The sine qua non of Sharia is inflexibility. Individual freedoms and rights are near absolute for the Muslim man (except the freedom of apostasy) and almost nonexistent for anyone else. In a section of the book devoted to the necessity of colonizing space, Glenn Reynold's describes how the desire for security and safety will vie with the struggle for freedom. He worries that Space colonies will choose the illusion of security over the risk and exhilaration of freedom and concludes (p. 225):
In fact, I think that although early Mars societies will not offer certain kinds of freedoms that we enjoy on Earth- such as the freedom to be nonproductive sponges living off the labors of others- they will offer more freedom for individuals to make something of themselves.
Toward the end of the book, Glenn presents an interview with Ray Kurzweil, author of The Singularity is Near, which should be read as soon as you finish AN Army of Davids. They discuss the concept of non-biological intelligence surpassing biological intelligence by the end of the 2020's. Kurzweil and Reynolds discuss the probability of post-Singularity humans doing better than the current variety and Kurzweil says (p. 250):
Human egocentrism, greed, jealousy, and other emotions that emerged form our evolution in much smaller clans have nonetheless not prevented the smooth, exponential growth of knowledge and technology through the centuries.
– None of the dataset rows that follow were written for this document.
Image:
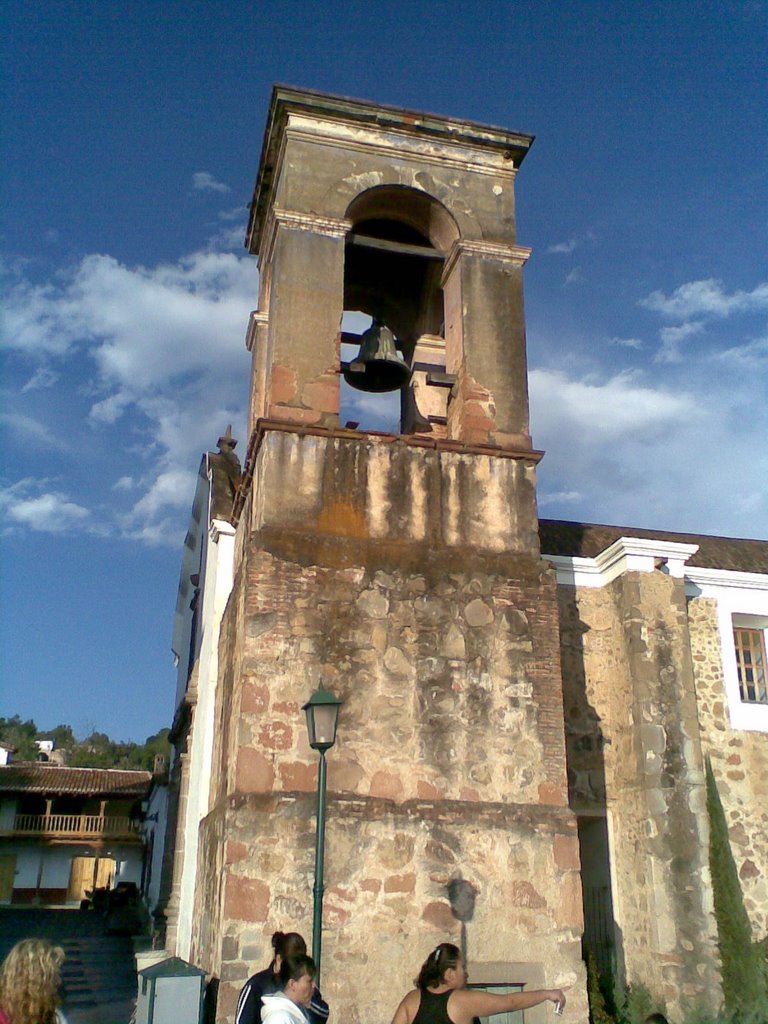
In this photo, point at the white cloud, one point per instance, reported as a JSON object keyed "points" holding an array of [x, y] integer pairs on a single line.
{"points": [[617, 409], [563, 247], [43, 377], [752, 355], [173, 488], [706, 298], [205, 181], [559, 498], [672, 337], [111, 409], [622, 450], [50, 512], [627, 342], [166, 347]]}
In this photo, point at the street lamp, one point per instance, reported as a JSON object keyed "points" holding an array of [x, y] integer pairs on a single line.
{"points": [[322, 718]]}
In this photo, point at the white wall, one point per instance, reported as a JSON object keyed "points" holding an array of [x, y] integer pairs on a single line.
{"points": [[216, 584]]}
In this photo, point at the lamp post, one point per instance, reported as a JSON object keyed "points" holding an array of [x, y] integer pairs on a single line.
{"points": [[322, 718]]}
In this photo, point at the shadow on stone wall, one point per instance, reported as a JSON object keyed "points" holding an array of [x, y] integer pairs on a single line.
{"points": [[586, 766]]}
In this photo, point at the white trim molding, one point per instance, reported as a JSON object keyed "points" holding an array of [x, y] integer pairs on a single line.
{"points": [[628, 554]]}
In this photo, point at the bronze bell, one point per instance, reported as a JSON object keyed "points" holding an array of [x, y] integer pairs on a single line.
{"points": [[378, 367]]}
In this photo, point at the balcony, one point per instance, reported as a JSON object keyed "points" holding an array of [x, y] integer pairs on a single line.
{"points": [[74, 826]]}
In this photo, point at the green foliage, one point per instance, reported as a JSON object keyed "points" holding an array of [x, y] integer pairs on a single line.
{"points": [[598, 1010], [743, 974], [638, 1004], [96, 751], [20, 736]]}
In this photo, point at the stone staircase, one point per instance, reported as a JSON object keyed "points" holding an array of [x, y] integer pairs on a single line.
{"points": [[99, 973]]}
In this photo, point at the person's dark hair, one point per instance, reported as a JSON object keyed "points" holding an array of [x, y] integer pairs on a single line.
{"points": [[434, 967], [288, 944], [294, 968]]}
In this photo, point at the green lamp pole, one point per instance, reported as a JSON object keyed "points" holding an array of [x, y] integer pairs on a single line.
{"points": [[322, 718]]}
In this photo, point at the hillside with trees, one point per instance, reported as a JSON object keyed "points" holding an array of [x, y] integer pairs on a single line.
{"points": [[95, 751]]}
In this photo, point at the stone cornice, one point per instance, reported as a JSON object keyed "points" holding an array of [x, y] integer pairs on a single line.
{"points": [[295, 220], [220, 527], [457, 155], [707, 580], [628, 554], [498, 251], [256, 320]]}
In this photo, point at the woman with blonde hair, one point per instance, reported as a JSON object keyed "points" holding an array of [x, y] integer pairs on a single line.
{"points": [[30, 979]]}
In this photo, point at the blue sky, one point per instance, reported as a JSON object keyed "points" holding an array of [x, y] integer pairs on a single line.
{"points": [[130, 145]]}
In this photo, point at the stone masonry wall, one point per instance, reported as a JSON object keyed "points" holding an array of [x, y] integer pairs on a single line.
{"points": [[634, 751], [450, 763], [739, 760]]}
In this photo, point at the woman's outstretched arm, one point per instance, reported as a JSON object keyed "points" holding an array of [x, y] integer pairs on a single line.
{"points": [[466, 1003]]}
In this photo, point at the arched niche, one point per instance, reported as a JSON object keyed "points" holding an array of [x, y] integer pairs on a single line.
{"points": [[393, 260]]}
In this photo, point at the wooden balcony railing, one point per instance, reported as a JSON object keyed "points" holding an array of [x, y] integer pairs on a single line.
{"points": [[75, 825]]}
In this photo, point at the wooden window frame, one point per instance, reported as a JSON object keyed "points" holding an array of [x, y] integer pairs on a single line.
{"points": [[750, 648]]}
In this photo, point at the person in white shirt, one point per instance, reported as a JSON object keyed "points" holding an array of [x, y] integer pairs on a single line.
{"points": [[297, 984]]}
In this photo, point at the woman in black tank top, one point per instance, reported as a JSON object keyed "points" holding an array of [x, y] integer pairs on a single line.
{"points": [[441, 995]]}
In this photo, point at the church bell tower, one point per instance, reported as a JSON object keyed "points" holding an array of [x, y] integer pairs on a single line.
{"points": [[399, 565]]}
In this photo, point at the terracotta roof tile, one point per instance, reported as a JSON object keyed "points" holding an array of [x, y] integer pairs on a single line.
{"points": [[38, 777], [587, 540]]}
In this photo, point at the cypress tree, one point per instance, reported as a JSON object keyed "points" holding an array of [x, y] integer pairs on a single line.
{"points": [[742, 981]]}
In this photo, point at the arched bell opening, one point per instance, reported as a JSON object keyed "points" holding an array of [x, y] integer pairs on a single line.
{"points": [[393, 262]]}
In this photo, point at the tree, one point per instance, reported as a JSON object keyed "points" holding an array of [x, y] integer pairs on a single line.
{"points": [[743, 982], [19, 736]]}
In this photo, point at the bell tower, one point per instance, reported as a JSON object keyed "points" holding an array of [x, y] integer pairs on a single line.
{"points": [[400, 567]]}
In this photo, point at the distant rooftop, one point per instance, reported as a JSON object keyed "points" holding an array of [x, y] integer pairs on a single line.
{"points": [[33, 776], [586, 540]]}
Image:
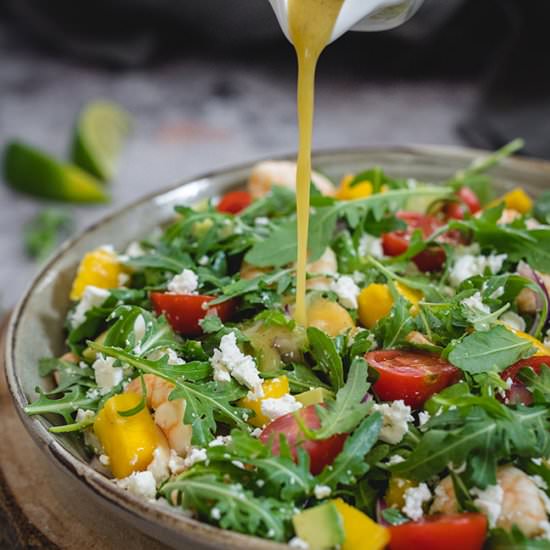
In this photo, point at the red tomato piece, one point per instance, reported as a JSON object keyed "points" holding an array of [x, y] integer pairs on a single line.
{"points": [[518, 393], [184, 311], [321, 453], [234, 202], [452, 532], [397, 242], [410, 375]]}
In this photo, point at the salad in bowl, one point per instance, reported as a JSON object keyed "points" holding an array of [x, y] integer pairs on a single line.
{"points": [[411, 412]]}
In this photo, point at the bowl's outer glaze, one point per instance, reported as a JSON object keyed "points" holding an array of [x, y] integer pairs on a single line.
{"points": [[36, 327]]}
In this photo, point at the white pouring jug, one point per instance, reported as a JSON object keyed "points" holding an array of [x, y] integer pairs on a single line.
{"points": [[361, 15]]}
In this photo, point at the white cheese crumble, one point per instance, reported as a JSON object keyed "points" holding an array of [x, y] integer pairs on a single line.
{"points": [[513, 320], [423, 417], [415, 497], [220, 441], [298, 543], [140, 484], [93, 296], [194, 456], [489, 502], [275, 407], [322, 491], [229, 361], [105, 460], [395, 418], [469, 265], [346, 290], [159, 465], [185, 282], [370, 246], [106, 375]]}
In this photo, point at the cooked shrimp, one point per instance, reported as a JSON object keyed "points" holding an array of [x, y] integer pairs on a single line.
{"points": [[169, 415], [266, 174], [521, 504]]}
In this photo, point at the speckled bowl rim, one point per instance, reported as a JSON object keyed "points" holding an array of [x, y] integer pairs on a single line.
{"points": [[154, 514]]}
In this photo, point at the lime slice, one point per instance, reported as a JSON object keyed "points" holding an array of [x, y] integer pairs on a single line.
{"points": [[28, 170], [101, 130]]}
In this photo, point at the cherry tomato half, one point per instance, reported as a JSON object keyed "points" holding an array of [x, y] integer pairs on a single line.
{"points": [[234, 202], [518, 393], [184, 311], [321, 453], [410, 375], [452, 532], [397, 242]]}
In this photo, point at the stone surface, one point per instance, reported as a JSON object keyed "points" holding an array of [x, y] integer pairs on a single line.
{"points": [[195, 114]]}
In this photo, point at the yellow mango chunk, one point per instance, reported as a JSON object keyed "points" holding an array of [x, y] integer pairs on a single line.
{"points": [[537, 344], [128, 441], [518, 200], [397, 487], [100, 268], [329, 317], [348, 192], [274, 388], [375, 302], [361, 532]]}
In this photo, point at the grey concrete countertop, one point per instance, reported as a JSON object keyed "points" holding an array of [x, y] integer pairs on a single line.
{"points": [[197, 114]]}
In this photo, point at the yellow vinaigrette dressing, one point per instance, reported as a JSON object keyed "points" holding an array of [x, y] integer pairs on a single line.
{"points": [[311, 23]]}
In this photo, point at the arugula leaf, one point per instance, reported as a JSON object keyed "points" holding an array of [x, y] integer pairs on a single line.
{"points": [[350, 464], [280, 247], [76, 398], [204, 401], [495, 349], [348, 409], [541, 210], [239, 509], [327, 358], [122, 334]]}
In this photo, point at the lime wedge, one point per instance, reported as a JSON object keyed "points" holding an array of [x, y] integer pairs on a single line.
{"points": [[28, 170], [101, 130]]}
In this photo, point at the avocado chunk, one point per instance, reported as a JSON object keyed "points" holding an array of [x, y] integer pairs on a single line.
{"points": [[314, 396], [321, 527]]}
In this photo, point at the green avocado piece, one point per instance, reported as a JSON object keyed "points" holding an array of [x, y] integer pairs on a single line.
{"points": [[321, 527], [314, 396], [28, 170]]}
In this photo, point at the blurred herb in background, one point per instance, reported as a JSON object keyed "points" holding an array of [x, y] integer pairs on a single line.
{"points": [[45, 231]]}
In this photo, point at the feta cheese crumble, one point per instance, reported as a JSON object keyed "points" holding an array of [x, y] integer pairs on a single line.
{"points": [[395, 418], [513, 320], [140, 484], [322, 491], [195, 455], [415, 497], [489, 501], [370, 246], [185, 282], [228, 360], [275, 407], [93, 296], [346, 290], [107, 376]]}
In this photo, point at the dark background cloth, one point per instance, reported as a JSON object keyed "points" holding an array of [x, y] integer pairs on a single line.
{"points": [[502, 44]]}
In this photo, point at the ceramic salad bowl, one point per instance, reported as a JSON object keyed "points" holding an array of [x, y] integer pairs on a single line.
{"points": [[36, 328]]}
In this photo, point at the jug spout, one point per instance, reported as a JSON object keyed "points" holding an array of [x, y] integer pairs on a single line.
{"points": [[363, 15]]}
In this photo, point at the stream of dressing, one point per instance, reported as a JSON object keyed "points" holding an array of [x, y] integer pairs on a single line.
{"points": [[310, 24]]}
So I don't see these emotional limitations halting the ongoing progression of technology.
And:
But there is reason for believing we will be in a position to do better than in times past. One important upcoming development will be the reverse-engineering of the human brain. In addition to giving us the principles of operation of human intelligence that will expand our AI tool kit, it will also give us unprecedented insight into ourselves. As we merge with our technology, and as the nonbiological portion of our intelligence begins to predominate in the 2030s, we will have the opportunity to apply our intelligence to improving on- redesigning-these primitive aspects of it....
I think Kurzweil is a bit too sanguine about our prospects of re-engineering the mind (Forbidden Planet remains one of the great cautionary tales of Science Fiction) and I look forward to seeing if we can answer the mind/body question in any meaningful way; however I am certain that the resistance to the future envisioned by Glenn Reynolds and Ray Kurzweil will make everything that has come before pale in comparison. People fear change and the kind of change Glenn writes about is likely to terrify a lot of people.
It seems to me that the greatest impediment to the optimistic future envisioned by Glenn remains the unconscious conflicts and primitive fears that exist within our own minds.